SeePilgrims Part2

Part 2 – A Semi-Technical Discussion

The starting point for SeePilgrims was the Kinect library for Processing, as nicely outlined on Daniel Shiffman’s blog post on Processing and Kinect. As he explains, development of and access to the openNi library was stopped when Apple acquired the technology.  This meant I never got very far with my previous experiments with Kinect. Daniel’s post and the libfreenect library opened this back up.

Taking Shiffman’s sample code for a depth-based point cloud (an array of vectors representing depth from the Kinect to an object) and the simple RGB feed from the camera, I started to experiment with a few possible effects.
The obvious one with the depth data is to use thresholds to strip out items close and far to give you a depth of field in which your human figure can be isolated, with lamps, furnishings, ceiling and floor all removed.

This is still just a set of points, rather than any kind of data object you can do anything with, but you can, at its simplest, render those points and play with them visually. This formed the basis for most of the themes in SeePilgrims. I was a little disappointed not to be able to access the skeleton data from the Kinect. This is the power behind the success of the Kinect, in which some algorithms calculate the likely position of a hand, head, torso, etc from the depth data, and then present this as a set of points/vectors upon which you can build interactions.
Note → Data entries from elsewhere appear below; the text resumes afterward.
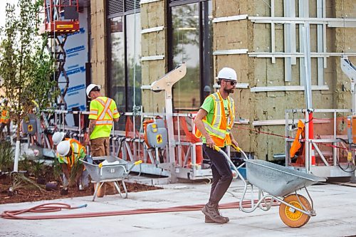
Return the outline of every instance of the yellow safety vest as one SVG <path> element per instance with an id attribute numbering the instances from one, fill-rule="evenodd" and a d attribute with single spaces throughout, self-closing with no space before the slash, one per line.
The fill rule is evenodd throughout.
<path id="1" fill-rule="evenodd" d="M 235 120 L 235 103 L 234 102 L 234 100 L 229 96 L 228 106 L 229 115 L 228 120 L 226 120 L 224 108 L 224 101 L 220 93 L 218 91 L 209 96 L 214 98 L 214 102 L 213 120 L 211 124 L 209 124 L 206 121 L 206 117 L 204 117 L 203 123 L 205 130 L 211 137 L 215 144 L 219 147 L 224 147 L 225 144 L 231 144 L 230 132 L 234 125 L 234 121 Z M 195 135 L 197 137 L 201 137 L 202 134 L 199 130 L 197 130 Z"/>
<path id="2" fill-rule="evenodd" d="M 1 112 L 1 118 L 0 122 L 7 124 L 10 120 L 10 113 L 8 110 L 3 110 Z"/>
<path id="3" fill-rule="evenodd" d="M 107 97 L 98 97 L 90 102 L 90 109 L 89 119 L 95 120 L 90 139 L 109 137 L 113 120 L 120 117 L 115 101 Z"/>

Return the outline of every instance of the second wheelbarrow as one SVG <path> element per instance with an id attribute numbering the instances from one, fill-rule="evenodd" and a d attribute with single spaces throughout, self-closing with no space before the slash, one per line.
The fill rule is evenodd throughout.
<path id="1" fill-rule="evenodd" d="M 127 189 L 126 189 L 124 179 L 135 165 L 142 162 L 140 160 L 137 161 L 128 167 L 127 162 L 112 156 L 95 157 L 91 159 L 90 162 L 88 160 L 80 159 L 80 162 L 83 162 L 88 170 L 92 181 L 96 182 L 93 201 L 95 199 L 98 191 L 105 182 L 113 182 L 120 195 L 126 199 L 127 197 Z M 118 181 L 121 181 L 122 184 L 125 195 L 123 196 Z"/>

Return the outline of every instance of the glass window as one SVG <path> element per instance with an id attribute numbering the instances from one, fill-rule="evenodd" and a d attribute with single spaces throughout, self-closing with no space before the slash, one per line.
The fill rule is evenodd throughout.
<path id="1" fill-rule="evenodd" d="M 211 1 L 171 7 L 170 70 L 187 63 L 187 75 L 173 88 L 176 110 L 198 110 L 204 88 L 212 91 L 211 9 Z"/>
<path id="2" fill-rule="evenodd" d="M 127 110 L 132 111 L 133 105 L 142 105 L 141 98 L 141 23 L 140 14 L 126 16 L 127 66 Z"/>
<path id="3" fill-rule="evenodd" d="M 114 99 L 119 112 L 125 111 L 126 93 L 125 80 L 125 36 L 123 17 L 110 21 L 111 65 L 109 96 Z"/>

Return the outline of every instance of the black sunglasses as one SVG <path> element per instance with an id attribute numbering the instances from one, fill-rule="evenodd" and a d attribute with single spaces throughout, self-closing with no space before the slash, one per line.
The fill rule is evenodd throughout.
<path id="1" fill-rule="evenodd" d="M 237 82 L 235 80 L 225 80 L 226 82 L 229 82 L 230 85 L 236 85 L 237 84 Z"/>

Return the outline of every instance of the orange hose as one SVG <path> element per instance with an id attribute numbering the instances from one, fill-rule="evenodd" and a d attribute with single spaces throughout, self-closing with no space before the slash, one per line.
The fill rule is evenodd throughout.
<path id="1" fill-rule="evenodd" d="M 257 203 L 257 201 L 258 200 L 256 199 L 254 200 L 254 203 Z M 244 208 L 251 207 L 251 201 L 250 200 L 244 201 L 242 202 L 242 204 Z M 279 205 L 279 203 L 278 203 L 277 201 L 273 201 L 273 203 L 272 204 L 272 206 L 278 206 L 278 205 Z M 27 209 L 4 211 L 0 216 L 1 218 L 6 219 L 21 219 L 21 220 L 44 220 L 44 219 L 59 219 L 59 218 L 88 218 L 88 217 L 110 216 L 135 215 L 135 214 L 145 214 L 163 213 L 163 212 L 200 211 L 204 207 L 204 204 L 197 204 L 197 205 L 179 206 L 173 206 L 173 207 L 162 208 L 162 209 L 133 209 L 133 210 L 126 210 L 126 211 L 89 212 L 85 214 L 47 215 L 47 216 L 19 216 L 19 214 L 22 214 L 26 212 L 35 212 L 35 213 L 53 212 L 53 211 L 61 211 L 63 209 L 74 209 L 86 206 L 85 204 L 78 207 L 71 207 L 70 205 L 66 204 L 53 203 L 53 204 L 41 204 Z M 236 202 L 224 204 L 219 205 L 219 207 L 220 209 L 238 209 L 239 207 L 239 202 L 236 201 Z"/>

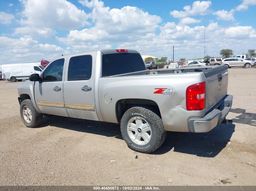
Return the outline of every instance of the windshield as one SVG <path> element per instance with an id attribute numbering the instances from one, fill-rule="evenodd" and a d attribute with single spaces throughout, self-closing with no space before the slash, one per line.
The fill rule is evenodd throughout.
<path id="1" fill-rule="evenodd" d="M 114 53 L 102 56 L 102 75 L 109 76 L 146 70 L 138 53 Z"/>

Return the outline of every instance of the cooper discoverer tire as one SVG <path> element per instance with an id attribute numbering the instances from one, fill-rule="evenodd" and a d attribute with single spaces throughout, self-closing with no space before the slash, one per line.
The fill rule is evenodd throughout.
<path id="1" fill-rule="evenodd" d="M 36 127 L 43 122 L 43 114 L 37 111 L 30 100 L 22 101 L 20 107 L 20 113 L 23 123 L 28 127 Z"/>
<path id="2" fill-rule="evenodd" d="M 129 148 L 149 153 L 162 144 L 166 132 L 157 113 L 151 107 L 142 105 L 132 107 L 124 113 L 121 120 L 121 132 Z"/>

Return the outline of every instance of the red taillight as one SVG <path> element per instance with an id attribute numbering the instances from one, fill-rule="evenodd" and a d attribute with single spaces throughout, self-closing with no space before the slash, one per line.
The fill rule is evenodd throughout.
<path id="1" fill-rule="evenodd" d="M 187 88 L 186 106 L 188 111 L 202 110 L 205 108 L 205 82 L 193 84 Z"/>
<path id="2" fill-rule="evenodd" d="M 115 50 L 118 53 L 126 53 L 128 52 L 127 49 L 116 49 Z"/>

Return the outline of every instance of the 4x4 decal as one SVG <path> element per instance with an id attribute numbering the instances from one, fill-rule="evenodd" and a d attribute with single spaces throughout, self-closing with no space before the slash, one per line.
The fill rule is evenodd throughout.
<path id="1" fill-rule="evenodd" d="M 173 89 L 168 89 L 167 88 L 155 88 L 158 90 L 154 92 L 154 94 L 160 94 L 163 95 L 171 95 Z"/>

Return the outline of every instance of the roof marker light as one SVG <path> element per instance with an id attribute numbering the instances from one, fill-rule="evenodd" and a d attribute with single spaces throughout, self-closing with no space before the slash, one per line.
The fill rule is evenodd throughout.
<path id="1" fill-rule="evenodd" d="M 118 53 L 126 53 L 128 52 L 127 49 L 116 49 L 115 50 Z"/>

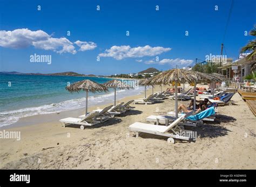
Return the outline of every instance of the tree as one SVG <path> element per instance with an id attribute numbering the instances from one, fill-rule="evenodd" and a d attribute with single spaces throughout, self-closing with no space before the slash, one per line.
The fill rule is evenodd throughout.
<path id="1" fill-rule="evenodd" d="M 250 32 L 249 34 L 253 37 L 256 37 L 256 25 L 254 25 L 254 28 Z M 240 53 L 245 53 L 246 52 L 251 53 L 246 56 L 246 59 L 252 60 L 256 55 L 256 39 L 252 40 L 245 46 L 242 47 Z"/>
<path id="2" fill-rule="evenodd" d="M 197 63 L 192 68 L 192 70 L 199 72 L 204 72 L 204 69 L 203 68 L 202 65 L 199 63 Z"/>

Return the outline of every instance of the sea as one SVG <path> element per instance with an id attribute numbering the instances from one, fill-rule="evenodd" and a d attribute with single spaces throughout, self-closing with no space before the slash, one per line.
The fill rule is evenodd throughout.
<path id="1" fill-rule="evenodd" d="M 85 92 L 70 94 L 69 83 L 85 79 L 104 83 L 110 78 L 60 76 L 0 75 L 0 127 L 21 118 L 85 107 Z M 117 91 L 117 99 L 140 94 L 144 87 Z M 88 106 L 113 103 L 114 90 L 89 94 Z"/>

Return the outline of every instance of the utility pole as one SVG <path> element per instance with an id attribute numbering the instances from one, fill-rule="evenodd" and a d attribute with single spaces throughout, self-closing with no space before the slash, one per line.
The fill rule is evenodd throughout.
<path id="1" fill-rule="evenodd" d="M 221 67 L 221 61 L 222 61 L 221 57 L 222 57 L 223 54 L 223 44 L 221 44 L 221 49 L 220 50 L 220 67 Z M 221 69 L 220 68 L 219 73 L 220 73 L 220 74 L 222 74 L 221 71 L 222 71 Z"/>
<path id="2" fill-rule="evenodd" d="M 221 44 L 221 50 L 220 51 L 220 67 L 221 67 L 221 57 L 223 55 L 223 44 Z"/>

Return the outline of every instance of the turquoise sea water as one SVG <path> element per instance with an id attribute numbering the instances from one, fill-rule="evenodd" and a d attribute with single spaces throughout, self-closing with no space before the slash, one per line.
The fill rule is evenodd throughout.
<path id="1" fill-rule="evenodd" d="M 84 79 L 103 83 L 104 77 L 0 75 L 0 127 L 14 123 L 23 117 L 76 109 L 85 105 L 85 93 L 70 94 L 65 88 Z M 138 94 L 136 90 L 119 90 L 117 98 Z M 88 105 L 113 100 L 113 91 L 89 93 Z"/>

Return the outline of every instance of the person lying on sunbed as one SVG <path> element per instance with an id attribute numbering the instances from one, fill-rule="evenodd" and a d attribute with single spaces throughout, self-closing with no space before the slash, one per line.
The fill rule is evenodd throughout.
<path id="1" fill-rule="evenodd" d="M 203 101 L 203 104 L 205 105 L 207 107 L 208 107 L 209 106 L 211 106 L 212 104 L 212 103 L 211 102 L 209 99 L 207 98 L 205 98 L 204 100 Z"/>
<path id="2" fill-rule="evenodd" d="M 197 110 L 194 112 L 193 114 L 194 115 L 196 114 L 197 113 L 198 113 L 201 111 L 203 111 L 206 109 L 207 109 L 206 105 L 204 105 L 203 103 L 199 103 L 198 104 L 198 109 L 197 109 Z M 185 106 L 183 104 L 180 104 L 178 107 L 178 112 L 181 112 L 181 110 L 183 111 L 183 112 L 185 112 L 185 113 L 188 113 L 193 111 L 193 110 L 187 109 L 186 106 Z"/>
<path id="3" fill-rule="evenodd" d="M 196 100 L 196 103 L 202 103 L 201 100 Z M 196 104 L 196 109 L 198 109 L 199 108 L 199 104 Z M 190 101 L 190 105 L 188 105 L 188 107 L 187 109 L 188 110 L 193 110 L 194 109 L 194 99 L 191 99 Z"/>

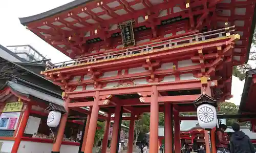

Without this, and without the wherewithal to calculate this or outlines myself from the given data, I accepted the constraints and set to work finding out what I could do with it.

The depth data uses a resolution of 640×480, and with a point rendered at each corresponding pixel on a 640×480 Processing canvas, you get your human shape (or dog, or lamp shape). You can use the depth data with some z manipulations to give a 3D effect as well, so if you render this in P3D and rotate around the y you get a nice, realtime 3D pin-art of what is in front of the Kinect. I took this, with a few modifications, as the basis for my PinkUshion theme.

So with this data, what else can I do?
Many of my themes just need an outline of the person/people in front of the Kinect. For this I can just take the depth matrix, isolate the points within the threshold which will give me the points “occupied” by my target. I then flatten this as I only need the depth to isolate my target rather than to differentiate a nose being closer than an ear.
This isolated, flattened plane of points, a 2d array of booleans wrapped in a Processing object called “me”. So this me object forms a foundation for a variety of themes.
Remember, I know nothing about the object in space in front of the Kinect. I can only identify points in a plane occupied by something. I cannot tell if it is a person or a dog, or a ball. I can tell how much two dimensional “mass” there is. ie. a ball occupies 9 points and a person occupies a few thousand. But I cannot tell if there is one arm or two and if they are part of any other occupied entitiy in the array. Using the mass analogy, you can calculate the centre of mass (cribbing another of Shiffman’s starter examples). This means I can detect (approximately) movement around the plane, when my target real-world object moves, the centre of mass moves too.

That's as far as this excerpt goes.